Thinking on it, Black’s move was actually a pretty good one. There are not many moves my Knight can safely make just now unless I move away from the center of the board. You want to command the center as much as possible. However, it is early yet.
An Unidentified Woman came into the office while I was out and made the first move for Black. The move was pawn to e5. I responded for White by playing Knight to f3.
I don’t know what the woman was up to, but her move was a good one. It blocked any further advance of my pawn while creating opportunities for either the Queen or the Bishop to get into the game. My move threatens Black’s pawn, but would it really profit me to take that chessman? It’s really too early to tell and as I recall, one of the reasons I lost the first was that I became too confident of victory too soon.
It’s anyone’s game. Your turn, Sun Region.
I lost. I deserved to lose. Defeated but undaunted, humbled yet not humiliated, I’m challenging the Sun Region once again to a chess match. This is my first move.

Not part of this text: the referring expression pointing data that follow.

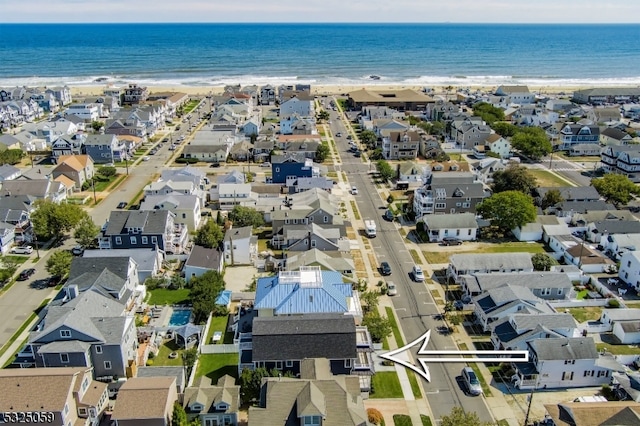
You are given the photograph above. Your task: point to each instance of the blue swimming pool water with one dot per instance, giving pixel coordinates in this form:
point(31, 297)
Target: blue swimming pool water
point(179, 317)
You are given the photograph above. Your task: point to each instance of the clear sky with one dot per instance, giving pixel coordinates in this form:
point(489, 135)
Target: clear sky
point(490, 11)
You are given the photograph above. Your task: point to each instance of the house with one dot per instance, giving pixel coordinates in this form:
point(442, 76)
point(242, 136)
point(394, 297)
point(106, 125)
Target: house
point(159, 395)
point(545, 285)
point(185, 207)
point(564, 363)
point(444, 194)
point(201, 260)
point(78, 168)
point(594, 413)
point(499, 302)
point(105, 149)
point(291, 164)
point(613, 136)
point(64, 396)
point(283, 342)
point(514, 331)
point(573, 134)
point(401, 145)
point(144, 229)
point(240, 246)
point(316, 398)
point(213, 403)
point(469, 264)
point(461, 225)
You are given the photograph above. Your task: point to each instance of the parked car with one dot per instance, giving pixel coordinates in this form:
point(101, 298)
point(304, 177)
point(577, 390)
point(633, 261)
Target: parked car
point(385, 268)
point(392, 290)
point(451, 241)
point(26, 274)
point(22, 250)
point(471, 381)
point(418, 275)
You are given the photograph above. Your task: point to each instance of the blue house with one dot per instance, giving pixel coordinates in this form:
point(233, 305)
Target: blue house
point(293, 165)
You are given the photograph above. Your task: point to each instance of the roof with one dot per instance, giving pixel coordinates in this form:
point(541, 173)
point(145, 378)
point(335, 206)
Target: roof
point(154, 391)
point(564, 348)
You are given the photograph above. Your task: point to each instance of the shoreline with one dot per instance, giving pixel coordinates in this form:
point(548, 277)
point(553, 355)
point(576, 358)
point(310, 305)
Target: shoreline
point(556, 90)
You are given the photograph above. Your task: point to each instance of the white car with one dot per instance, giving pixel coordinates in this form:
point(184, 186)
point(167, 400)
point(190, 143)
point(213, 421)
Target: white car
point(22, 250)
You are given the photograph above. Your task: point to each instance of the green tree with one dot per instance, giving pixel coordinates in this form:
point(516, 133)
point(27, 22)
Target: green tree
point(379, 326)
point(369, 138)
point(541, 262)
point(551, 198)
point(504, 129)
point(209, 235)
point(508, 210)
point(86, 231)
point(246, 216)
point(385, 170)
point(59, 263)
point(205, 289)
point(458, 417)
point(322, 153)
point(179, 416)
point(532, 142)
point(514, 178)
point(615, 188)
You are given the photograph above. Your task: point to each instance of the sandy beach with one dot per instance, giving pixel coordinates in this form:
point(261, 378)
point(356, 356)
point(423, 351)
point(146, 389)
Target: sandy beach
point(96, 90)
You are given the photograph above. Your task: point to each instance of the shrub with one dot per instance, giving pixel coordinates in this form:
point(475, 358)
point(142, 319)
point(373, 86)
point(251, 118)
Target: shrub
point(374, 416)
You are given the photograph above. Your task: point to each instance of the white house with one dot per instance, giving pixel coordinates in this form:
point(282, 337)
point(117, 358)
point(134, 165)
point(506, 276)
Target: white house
point(461, 225)
point(240, 246)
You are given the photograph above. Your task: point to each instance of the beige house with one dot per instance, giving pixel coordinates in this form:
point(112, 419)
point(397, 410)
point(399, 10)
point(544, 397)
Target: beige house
point(63, 396)
point(145, 401)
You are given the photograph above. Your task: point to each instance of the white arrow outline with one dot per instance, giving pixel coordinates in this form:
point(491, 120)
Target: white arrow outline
point(514, 356)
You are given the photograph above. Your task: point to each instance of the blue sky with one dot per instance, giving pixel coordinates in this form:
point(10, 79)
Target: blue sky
point(490, 11)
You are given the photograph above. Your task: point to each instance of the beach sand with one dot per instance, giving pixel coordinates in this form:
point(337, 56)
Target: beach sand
point(96, 90)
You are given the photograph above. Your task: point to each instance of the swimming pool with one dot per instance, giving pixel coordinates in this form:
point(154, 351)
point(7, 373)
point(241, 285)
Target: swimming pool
point(179, 317)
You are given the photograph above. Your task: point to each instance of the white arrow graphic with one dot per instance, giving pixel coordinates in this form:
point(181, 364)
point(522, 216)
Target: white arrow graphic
point(445, 356)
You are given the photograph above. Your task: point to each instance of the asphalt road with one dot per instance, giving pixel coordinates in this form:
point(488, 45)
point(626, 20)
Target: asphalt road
point(414, 305)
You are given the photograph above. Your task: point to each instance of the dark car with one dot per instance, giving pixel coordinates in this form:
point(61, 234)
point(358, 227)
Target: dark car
point(451, 241)
point(26, 274)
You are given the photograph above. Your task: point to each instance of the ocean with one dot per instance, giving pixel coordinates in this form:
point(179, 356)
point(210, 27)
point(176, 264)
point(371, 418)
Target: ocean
point(323, 54)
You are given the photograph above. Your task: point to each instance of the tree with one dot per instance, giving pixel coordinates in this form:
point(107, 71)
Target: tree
point(458, 417)
point(541, 262)
point(504, 129)
point(551, 198)
point(209, 235)
point(379, 326)
point(179, 416)
point(369, 138)
point(86, 231)
point(205, 289)
point(385, 170)
point(508, 210)
point(246, 216)
point(532, 142)
point(59, 263)
point(322, 153)
point(514, 178)
point(615, 188)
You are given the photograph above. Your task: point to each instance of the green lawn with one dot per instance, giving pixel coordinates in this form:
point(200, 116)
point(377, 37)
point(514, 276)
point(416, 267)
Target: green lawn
point(164, 296)
point(402, 420)
point(215, 366)
point(386, 384)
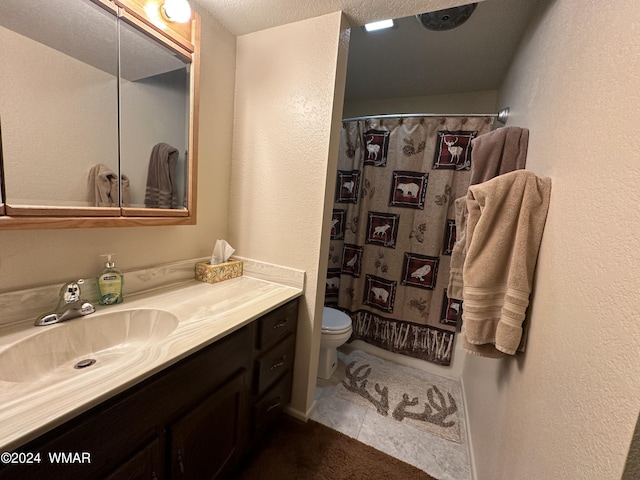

So come to the Sun office at 216 Main St., Seal Beach. If I’m there, we’ll trade a few moves before I update. If I’m not there, you’ll only get one move. I play White, the Sun Region plays Black. Leave your full name at the front desk and I’ll report your name with your move when I update. The winner’s name and photograph will appear in the Sun when the final results are known.
In chess tournaments, a winning game results in a point. So far, the score is Sun Region 1, Charles 0. Let’s see how this game plays out.